Back in smoggy India, another leader, India’s Test cricket captain Virat Kohli, was defending the country’s repeated resort to slow, turning pitches in the series against South Africa, this type of pitch being the most reliable source of victory at home for the spin-focused Indian cricket team.
In both cases, what we were seeing was a species of indignant, nationalist pushback against standards set by the West, and Western expectations of “fair play” that work to India’s apparent disadvantage.
Modi was blunt and eloquent. Having “powered their way to prosperity on fossil fuel when humanity was unaware of its impact”, he wrote in an op-ed in the Financial Times, it was “morally wrong” of the industrialised West to deny India the right to use the same sources of energy today to pull its people out of poverty. “Justice demands that, with what little carbon we can still safely burn, developing countries are allowed to grow.”
The message embedded here was that the West is guilty of double-standards in seeking to deny India access to the very fuels that had served the occident so well for centuries — and for doing so just as India is primed for a Great Leap Forward. In response to his assertion of India’s transitional developmental rights, Modi earned patronising lectures from the usual suspects, including the tirelessly sanctimonious The New York Times.
Double-standards were also the theme of the Indian cricket complaint. Responding to the barrage of English and Australian criticisms of the Nagpur pitch — where South Africa were spin-dried in just three days — the captain, manager and players of the Indian team took a leaf out of Modi’s book. Why are your standards the norm, they said to Western critics, and our standards — Indian standards — the aberration?
At issue is the belief, rife in English and Australian cricket circles, that green pitches that seam and bounce are fair and manly, the proper surfaces on which to play a game of cricket. These are the pitches one encounters in England and Australia because they are the natural products of local conditions. They also suit the style of play of teams from these countries, while cramping the style of visiting Indian players.

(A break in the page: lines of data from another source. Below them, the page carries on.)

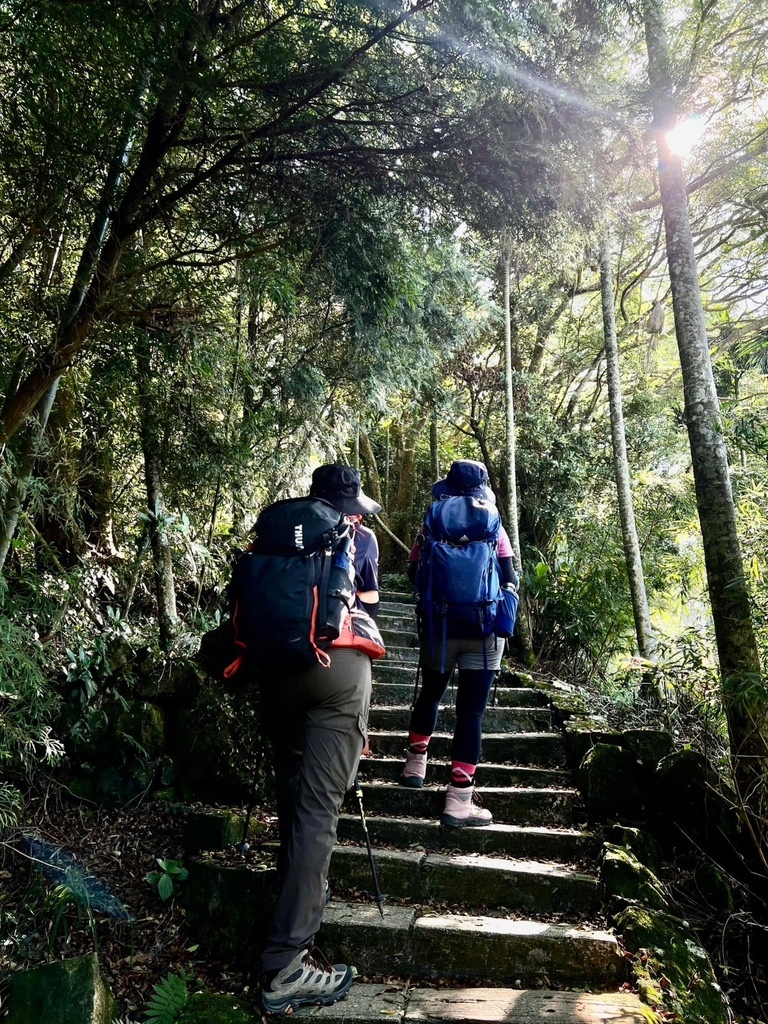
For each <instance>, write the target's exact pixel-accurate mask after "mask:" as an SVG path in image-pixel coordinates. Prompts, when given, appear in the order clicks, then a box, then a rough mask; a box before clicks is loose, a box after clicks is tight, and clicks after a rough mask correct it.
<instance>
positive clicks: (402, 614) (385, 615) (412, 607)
mask: <svg viewBox="0 0 768 1024" xmlns="http://www.w3.org/2000/svg"><path fill="white" fill-rule="evenodd" d="M415 614H416V602H415V601H414V600H413V598H412V599H411V600H410V601H404V600H402V599H399V600H396V601H395V600H394V599H392V600H390V599H389V598H386V599H385V600H383V601H380V602H379V618H381V617H382V615H385V616H386V617H387V618H404V617H408V616H410V615H415Z"/></svg>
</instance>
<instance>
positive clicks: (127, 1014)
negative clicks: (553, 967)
mask: <svg viewBox="0 0 768 1024" xmlns="http://www.w3.org/2000/svg"><path fill="white" fill-rule="evenodd" d="M187 809H188V807H187V805H185V806H183V807H182V806H180V805H175V804H167V803H157V802H152V803H145V804H142V805H140V806H137V807H133V808H125V809H122V810H113V811H108V810H103V809H99V808H95V807H92V806H89V805H87V804H84V803H82V802H73V801H72V799H69V798H68V797H67V794H66V791H65V790H63V788H61V787H60V786H59V785H57V784H56V783H54V782H52V781H51V782H49V783H47V784H46V785H45V787H44V788H42V790H41V791H40V792H38V793H37V794H36V795H34V796H31V797H30V798H29V800H28V802H27V805H26V812H25V824H24V828H23V829H20V830H19V833H18V834H17V835H16V836H15V837H7V838H6V840H5V841H4V842H3V843H2V844H0V891H1V892H2V896H1V897H0V951H1V952H2V955H1V956H0V1019H2V1018H3V1017H4V1016H5V1015H6V1013H7V1005H6V1004H7V1000H6V998H5V995H6V991H7V975H8V972H9V971H15V970H23V969H26V968H29V967H32V966H35V965H37V964H42V963H45V962H47V961H50V959H63V958H69V957H73V956H77V955H81V954H84V953H88V952H91V951H93V950H94V948H95V949H96V950H97V952H98V957H99V964H100V967H101V972H102V974H103V976H104V977H105V978H106V980H108V981H109V984H110V987H111V988H112V991H113V993H114V994H115V996H116V998H117V999H118V1002H119V1006H120V1008H121V1013H122V1014H123V1015H124V1017H125V1018H127V1019H130V1020H132V1021H133V1020H138V1019H143V1016H144V1013H143V1011H144V1009H145V1007H146V1004H147V1000H148V998H150V997H151V995H152V992H153V987H154V986H155V985H157V984H158V983H159V982H160V981H162V979H163V978H164V977H165V976H166V975H168V974H169V973H173V974H180V973H181V972H182V971H183V972H186V973H187V975H188V976H189V977H190V978H193V979H194V982H193V984H194V985H196V986H200V985H205V986H206V987H208V988H209V989H211V990H212V991H215V992H223V993H227V994H231V995H234V996H237V997H238V998H250V999H252V998H253V997H254V995H255V992H252V991H251V986H250V978H249V973H250V970H251V967H252V964H253V955H254V950H252V949H249V948H248V947H247V946H244V950H243V952H242V953H241V954H239V955H238V956H237V957H233V958H230V959H226V961H223V959H222V961H217V959H213V958H211V957H210V956H209V955H208V954H207V953H206V952H205V951H204V950H203V948H202V946H201V944H200V935H199V933H198V931H196V930H194V929H193V928H191V927H190V925H189V923H188V922H187V920H186V915H185V911H184V891H183V886H184V883H183V882H181V883H180V884H179V883H177V884H176V890H175V891H174V893H173V894H172V895H171V897H170V898H169V899H168V900H167V901H163V900H162V899H161V897H160V894H159V892H158V889H157V886H153V885H151V884H150V883H148V882H147V881H146V876H147V874H148V873H150V872H152V871H154V870H157V868H158V864H157V858H168V859H171V860H181V858H182V855H183V844H182V827H183V814H184V813H185V811H186V810H187ZM253 820H254V821H258V822H259V823H260V826H261V829H263V830H262V831H261V835H260V836H259V837H258V839H256V840H255V841H254V840H252V842H251V849H250V850H249V851H248V853H247V854H246V855H245V858H244V857H243V856H242V855H241V854H239V853H238V852H237V851H236V849H234V848H232V849H230V850H228V851H223V852H222V853H220V854H216V855H214V856H215V857H216V858H217V859H224V860H231V861H233V862H237V861H240V862H242V861H243V859H247V860H249V861H250V862H252V863H254V866H255V865H256V863H258V862H267V861H271V859H272V857H273V852H272V849H271V848H269V849H267V848H265V847H266V846H267V845H268V844H270V843H273V841H274V840H275V839H276V821H275V819H274V818H273V817H270V816H269V815H264V814H258V815H254V818H253ZM693 877H694V865H693V864H692V863H691V864H688V865H686V864H683V863H676V864H674V865H670V866H669V867H668V869H667V871H666V872H665V882H666V884H667V885H668V887H669V888H670V889H671V891H673V893H674V895H675V898H676V899H677V900H678V902H679V903H680V905H681V907H682V908H683V910H684V912H685V913H686V915H687V916H689V919H690V921H691V925H692V926H693V928H694V930H695V931H696V932H697V934H698V935H699V937H700V939H701V940H702V941H703V942H705V944H706V945H707V946H708V949H709V951H710V954H711V956H712V959H713V963H714V964H715V967H716V970H717V972H718V975H719V980H720V982H721V984H722V985H723V988H724V990H725V991H726V992H727V994H728V995H729V998H730V1000H731V1006H732V1009H733V1012H734V1015H735V1017H734V1020H738V1021H740V1022H742V1024H766V1021H768V1016H766V1009H768V962H766V959H765V956H764V950H765V948H766V945H765V935H766V934H768V932H767V930H765V929H762V928H760V926H757V927H756V925H755V922H754V920H753V919H750V918H749V915H748V914H746V913H745V911H743V910H742V909H741V910H739V909H737V908H734V910H733V912H731V913H728V914H726V915H723V914H722V913H717V914H714V913H713V912H712V907H710V906H708V905H707V903H706V901H703V900H700V899H699V900H696V898H695V896H694V895H691V894H692V893H695V883H694V881H693ZM62 884H63V886H65V888H63V889H60V888H59V889H57V888H56V887H60V886H62ZM444 909H447V910H450V907H445V908H444ZM756 937H757V938H758V939H759V940H760V941H759V942H758V943H757V944H756V942H755V938H756Z"/></svg>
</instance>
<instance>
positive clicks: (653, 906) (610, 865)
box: [600, 843, 670, 910]
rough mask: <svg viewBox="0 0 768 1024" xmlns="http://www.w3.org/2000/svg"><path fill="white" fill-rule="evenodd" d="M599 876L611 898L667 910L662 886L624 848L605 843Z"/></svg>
mask: <svg viewBox="0 0 768 1024" xmlns="http://www.w3.org/2000/svg"><path fill="white" fill-rule="evenodd" d="M600 874H601V878H602V881H603V884H604V886H605V889H606V892H607V893H608V894H609V897H610V898H611V899H613V900H615V899H618V900H621V901H627V902H635V903H642V904H644V905H645V906H647V907H652V908H654V909H657V910H669V909H670V900H669V898H668V896H667V893H666V892H665V888H664V886H663V885H662V883H660V882H659V881H658V879H657V878H656V877H655V874H654V873H653V872H652V871H651V870H650V869H649V868H648V867H646V866H645V864H643V863H641V861H640V860H638V858H637V857H636V856H635V855H634V854H633V853H632V852H631V851H630V850H628V849H627V848H626V847H622V846H614V845H613V844H612V843H606V844H605V846H604V847H603V857H602V863H601V867H600Z"/></svg>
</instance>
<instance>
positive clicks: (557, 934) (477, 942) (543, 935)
mask: <svg viewBox="0 0 768 1024" xmlns="http://www.w3.org/2000/svg"><path fill="white" fill-rule="evenodd" d="M317 941H318V944H319V946H321V948H322V949H323V950H324V952H325V953H326V955H327V956H328V957H329V959H330V961H331V962H332V963H336V964H353V965H354V966H355V967H357V969H358V970H359V971H361V972H362V973H365V974H394V975H399V976H406V975H408V976H413V977H417V978H430V979H432V978H434V979H440V980H442V979H444V980H449V981H451V980H456V981H466V982H480V983H485V982H488V983H492V984H493V983H498V984H501V985H514V986H520V985H536V984H546V985H565V986H568V985H579V986H580V987H583V988H603V989H610V988H615V987H617V986H618V985H621V984H622V983H623V982H624V981H626V979H627V967H626V964H625V961H624V959H623V957H622V956H621V955H620V953H618V945H617V943H616V940H615V938H614V937H613V936H612V935H610V934H609V933H608V932H603V931H593V930H591V929H586V928H574V927H571V926H569V925H553V924H550V923H544V922H537V921H509V920H507V919H499V918H481V916H466V918H465V916H458V915H456V916H454V915H445V916H442V915H439V916H438V915H419V913H418V912H417V911H416V910H414V909H411V908H409V907H398V906H389V907H385V916H384V918H383V919H382V918H380V915H379V911H378V909H377V908H376V907H375V906H370V905H365V904H347V903H342V902H340V901H337V900H333V901H332V902H331V903H330V904H329V905H328V907H327V908H326V914H325V919H324V922H323V927H322V929H321V931H319V935H318V940H317Z"/></svg>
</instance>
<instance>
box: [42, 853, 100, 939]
mask: <svg viewBox="0 0 768 1024" xmlns="http://www.w3.org/2000/svg"><path fill="white" fill-rule="evenodd" d="M86 878H87V877H86V876H85V874H84V873H83V871H82V869H81V868H80V867H79V866H73V867H68V868H66V870H65V878H63V882H60V883H59V884H58V885H56V886H54V888H53V889H52V890H51V892H50V895H49V897H48V901H47V903H48V907H49V909H50V910H52V912H53V918H52V921H51V926H50V934H49V936H48V949H49V950H50V949H52V948H53V946H54V944H55V941H56V938H57V937H58V930H59V928H60V926H61V925H63V929H65V937H66V941H67V942H68V943H69V941H70V928H69V922H68V919H67V913H68V911H69V910H70V909H71V908H72V907H74V908H75V910H76V911H77V918H78V922H79V923H81V924H83V923H85V925H86V926H87V928H88V930H89V931H90V934H91V938H92V940H93V948H94V950H95V951H96V952H98V935H97V933H96V919H95V916H94V913H93V907H92V905H91V895H90V892H89V890H88V886H87V881H86Z"/></svg>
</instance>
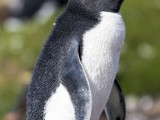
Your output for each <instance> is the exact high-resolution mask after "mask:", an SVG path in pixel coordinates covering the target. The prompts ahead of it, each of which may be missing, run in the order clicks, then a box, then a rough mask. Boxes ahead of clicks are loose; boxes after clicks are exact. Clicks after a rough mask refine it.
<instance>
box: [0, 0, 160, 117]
mask: <svg viewBox="0 0 160 120" xmlns="http://www.w3.org/2000/svg"><path fill="white" fill-rule="evenodd" d="M17 1H18V0H0V120H3V118H4V116H5V115H6V114H7V113H8V112H11V111H12V109H13V108H14V106H15V104H16V103H17V99H19V96H21V95H22V94H23V92H24V88H25V87H26V86H27V84H28V83H29V81H30V79H31V75H32V70H33V67H34V65H35V62H36V60H37V57H38V54H39V53H40V50H41V48H42V46H43V44H44V42H45V41H46V39H47V36H48V35H49V34H50V31H51V28H52V26H53V23H54V21H55V20H56V18H57V17H58V16H59V14H60V13H61V12H63V10H64V8H65V6H64V3H57V2H52V4H51V3H44V4H43V5H40V7H39V8H37V10H34V11H35V12H33V14H29V13H26V14H25V13H23V15H24V16H20V15H19V14H18V12H13V11H21V9H22V8H23V4H22V3H21V2H17ZM22 1H24V0H22ZM49 2H50V1H49ZM15 6H16V7H15ZM17 6H18V7H17ZM59 6H60V7H59ZM15 8H16V10H15ZM33 8H36V6H34V7H33ZM30 9H31V8H30ZM30 9H29V10H30ZM12 12H13V13H12ZM11 13H12V14H11ZM15 13H16V14H15ZM121 13H122V15H123V18H124V21H125V24H126V28H127V33H126V39H125V44H124V46H123V50H122V53H121V60H120V67H119V68H120V69H119V72H118V79H119V81H120V84H121V86H122V88H123V91H124V94H125V96H126V104H127V120H160V93H159V92H160V49H159V48H160V0H140V1H135V0H125V2H124V4H123V6H122V9H121ZM8 120H9V119H8Z"/></svg>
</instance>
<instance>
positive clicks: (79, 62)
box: [27, 0, 125, 120]
mask: <svg viewBox="0 0 160 120" xmlns="http://www.w3.org/2000/svg"><path fill="white" fill-rule="evenodd" d="M122 2H123V0H69V2H68V5H67V7H66V9H65V11H64V12H63V13H62V14H61V15H60V17H59V18H58V19H57V21H56V24H55V26H54V27H53V29H52V31H51V34H50V36H49V37H48V39H47V41H46V43H45V45H44V47H43V48H42V51H41V53H40V55H39V58H38V60H37V63H36V66H35V68H34V71H33V76H32V80H31V83H30V85H29V89H28V93H27V120H99V118H100V115H101V113H102V112H103V111H104V110H105V113H109V112H107V110H106V108H109V107H106V104H107V101H108V99H109V96H110V93H111V89H112V86H113V83H114V80H115V77H116V74H117V71H118V63H119V56H120V50H121V47H122V45H123V41H124V38H125V24H124V21H123V18H122V16H121V14H120V13H119V10H120V7H121V5H122ZM118 92H119V91H118Z"/></svg>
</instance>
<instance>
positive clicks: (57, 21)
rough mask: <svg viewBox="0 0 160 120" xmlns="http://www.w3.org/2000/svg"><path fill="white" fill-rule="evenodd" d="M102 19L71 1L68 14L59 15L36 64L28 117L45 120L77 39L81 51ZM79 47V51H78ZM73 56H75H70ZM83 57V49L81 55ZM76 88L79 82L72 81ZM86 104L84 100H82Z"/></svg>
mask: <svg viewBox="0 0 160 120" xmlns="http://www.w3.org/2000/svg"><path fill="white" fill-rule="evenodd" d="M98 22H99V15H98V14H96V13H95V12H93V11H90V10H89V9H87V8H86V7H85V6H83V5H82V4H77V3H76V4H75V3H74V2H72V3H70V4H69V5H68V6H67V8H66V10H65V11H64V13H63V14H62V15H61V16H60V17H59V18H58V20H57V22H56V25H55V26H54V28H53V30H52V32H51V35H50V36H49V38H48V40H47V42H46V44H45V45H44V47H43V49H42V51H41V54H40V56H39V59H38V62H37V64H36V66H35V69H34V72H33V77H32V81H31V83H30V87H29V90H28V95H27V106H28V107H27V111H28V112H27V114H28V116H27V117H28V120H42V119H43V118H44V114H43V113H44V107H45V104H46V101H47V100H48V98H49V97H50V96H51V94H52V93H53V92H55V91H56V89H57V88H58V86H59V85H60V83H62V82H63V84H64V86H68V88H69V85H68V84H67V82H65V81H61V80H60V79H59V76H61V74H63V72H64V71H63V70H64V68H63V67H64V66H66V64H65V63H64V61H66V59H70V58H68V56H69V55H70V52H71V48H72V47H73V44H72V43H73V40H74V41H76V42H77V43H78V46H77V48H78V49H79V52H80V51H81V47H82V46H83V45H82V36H83V34H84V33H85V32H86V31H87V30H89V29H91V28H93V27H94V26H95V25H96V24H98ZM78 49H77V51H78ZM70 57H72V56H70ZM78 57H81V52H80V53H79V56H78ZM70 82H71V83H72V88H74V89H76V87H78V86H77V83H74V81H70ZM82 104H83V103H82Z"/></svg>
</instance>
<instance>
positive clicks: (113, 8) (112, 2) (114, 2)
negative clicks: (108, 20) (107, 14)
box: [105, 0, 124, 12]
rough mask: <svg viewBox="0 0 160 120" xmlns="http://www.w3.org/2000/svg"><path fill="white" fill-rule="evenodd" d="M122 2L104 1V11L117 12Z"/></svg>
mask: <svg viewBox="0 0 160 120" xmlns="http://www.w3.org/2000/svg"><path fill="white" fill-rule="evenodd" d="M123 1H124V0H106V2H105V11H107V12H119V10H120V8H121V5H122V3H123Z"/></svg>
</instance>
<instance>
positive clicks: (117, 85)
mask: <svg viewBox="0 0 160 120" xmlns="http://www.w3.org/2000/svg"><path fill="white" fill-rule="evenodd" d="M125 116H126V104H125V97H124V94H123V91H122V89H121V86H120V84H119V82H118V80H117V79H115V81H114V84H113V87H112V91H111V93H110V97H109V100H108V102H107V104H106V107H105V109H104V112H103V114H102V115H101V119H100V120H125Z"/></svg>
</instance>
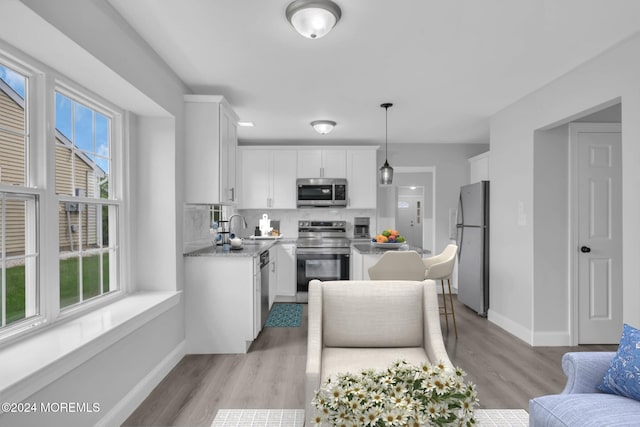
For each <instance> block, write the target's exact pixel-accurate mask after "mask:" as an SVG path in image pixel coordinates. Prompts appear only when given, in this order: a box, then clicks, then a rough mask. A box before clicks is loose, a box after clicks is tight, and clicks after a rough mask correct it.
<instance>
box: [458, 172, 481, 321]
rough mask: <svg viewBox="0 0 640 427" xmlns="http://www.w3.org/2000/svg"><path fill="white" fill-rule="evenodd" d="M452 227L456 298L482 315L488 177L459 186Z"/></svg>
mask: <svg viewBox="0 0 640 427" xmlns="http://www.w3.org/2000/svg"><path fill="white" fill-rule="evenodd" d="M456 230H457V239H456V240H457V243H458V300H459V301H460V302H462V303H463V304H465V305H467V306H468V307H470V308H472V309H473V310H475V311H476V312H477V313H478V314H479V315H480V316H485V317H486V315H487V310H488V309H489V181H481V182H478V183H475V184H469V185H465V186H463V187H461V188H460V200H459V203H458V217H457V221H456Z"/></svg>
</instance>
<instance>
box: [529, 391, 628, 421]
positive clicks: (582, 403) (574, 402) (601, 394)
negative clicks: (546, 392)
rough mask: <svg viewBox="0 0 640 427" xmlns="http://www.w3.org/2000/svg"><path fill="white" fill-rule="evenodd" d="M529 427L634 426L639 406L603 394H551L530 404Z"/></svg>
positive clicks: (535, 398) (622, 398) (569, 393)
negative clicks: (560, 426) (551, 394)
mask: <svg viewBox="0 0 640 427" xmlns="http://www.w3.org/2000/svg"><path fill="white" fill-rule="evenodd" d="M529 420H530V424H529V426H530V427H552V426H553V427H555V426H558V427H560V426H563V427H566V426H572V427H573V426H575V427H603V426H607V427H622V426H637V425H638V424H639V420H640V402H638V401H635V400H632V399H628V398H626V397H622V396H617V395H614V394H606V393H575V394H571V393H569V394H554V395H549V396H542V397H536V398H535V399H532V400H531V401H530V402H529Z"/></svg>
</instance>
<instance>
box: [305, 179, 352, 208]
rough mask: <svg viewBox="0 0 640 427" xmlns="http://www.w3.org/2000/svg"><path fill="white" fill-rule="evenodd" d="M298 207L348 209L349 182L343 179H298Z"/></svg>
mask: <svg viewBox="0 0 640 427" xmlns="http://www.w3.org/2000/svg"><path fill="white" fill-rule="evenodd" d="M296 184H297V185H296V186H297V188H298V190H297V191H298V197H297V200H298V202H297V204H298V207H346V206H347V180H346V179H342V178H298V179H297V180H296Z"/></svg>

In contrast, Indian pitches are bereft of grass and turn early in a Test match. They are described by foreign cricket writers — often the loudest promoters of the too-much-spin-is-immoral school of thought — as Dust Bowls, conjuring images of famine, and of hardscrabble conditions unsuited to civilised cricket.
As foreign pundits took aim at India, the director of the Indian cricket team was quick to shoot back. “Which rule tells me the ball can’t turn on Day One?” said a mouthy Ravi Shastri. “Where does it tell me in the rulebook it can only swing and seam?” India has to sink or swim when playing abroad, so touring teams should expect no different in India.
As with cricket, so with carbon. “The lifestyles of a few must not crowd out the opportunities for many,” said Modi in Paris. Hands off our coal. And hands off our pitches. This is the India that can say No.